我们跟周庭柯最终不欢而散。

      他临走前丢下一句“不识好歹”,还一副理直气壮的样子。

      我盯着男人离开的背影,越看越失望。

      想当初在南大时,周庭柯也算是有为青年,志向远大,抱负深远,而如今我看到的,只有商人的算计和斤斤计较。

      人果然是会变的。

      但很快,我又后悔自己没有掩藏好情绪,毕竟捐赠款的事还没敲定下来,我们这种时候得罪周庭柯,并不是明智之举。

      而且周庭柯只是表示两百万有点多,并没有说不捐,哪怕他打个对折,至少释东在面对院方时日子也不难过啊。

      事情发展到这种地步,如果我们在舔着脸去求周庭柯,只怕非但拿不到捐赠款,还又得被奚落一番。

      正好马上到周末,三方的相关人员都要休息,我跟吴凌一商量,先暂缓进度,见机行事,不曾想,翌日一早,我却意外地接到了沈华兰的电话。

      “洛洛啊,怎么这么久了你也不来医院看看阿姨啊?”她声音疲惫又哀伤,“你是不是还在生阿姨的气啊?”

      我一头雾水,解释说,“最近事忙,没时间。”

      “忙忙忙,你跟庭柯都喜欢用这个理由来搪塞我,”一声哭腔从听筒里冒出来,“难道非得我真的进了手术室,你们才肯来见我一面吗?”

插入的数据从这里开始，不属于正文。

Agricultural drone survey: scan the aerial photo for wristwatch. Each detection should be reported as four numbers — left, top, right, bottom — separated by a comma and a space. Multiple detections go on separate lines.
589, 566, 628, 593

      沈华兰的控诉声让我挺意外的,但更让我意外的是,这段时间林杳杳在医院里忙前忙后,难道就没跟她透露一点我们跟荣域闹得不可开交吗?

      这么一个现成的可以挑拨离间的好理由,林杳杳竟然没用?

      太反常了。

      “洛洛,你有没有听我说话啊,阿姨想见你……”沈华兰支支吾吾开口,“周家那些都是狼子野心,阿姨唯一能信任的人就是你了。”

      周家。

      听到这两个字后,我立即打起十二分精神,说,“阿姨,我这就过去。”

      半小时后,我推着沈华兰去了住院部楼下的小花园。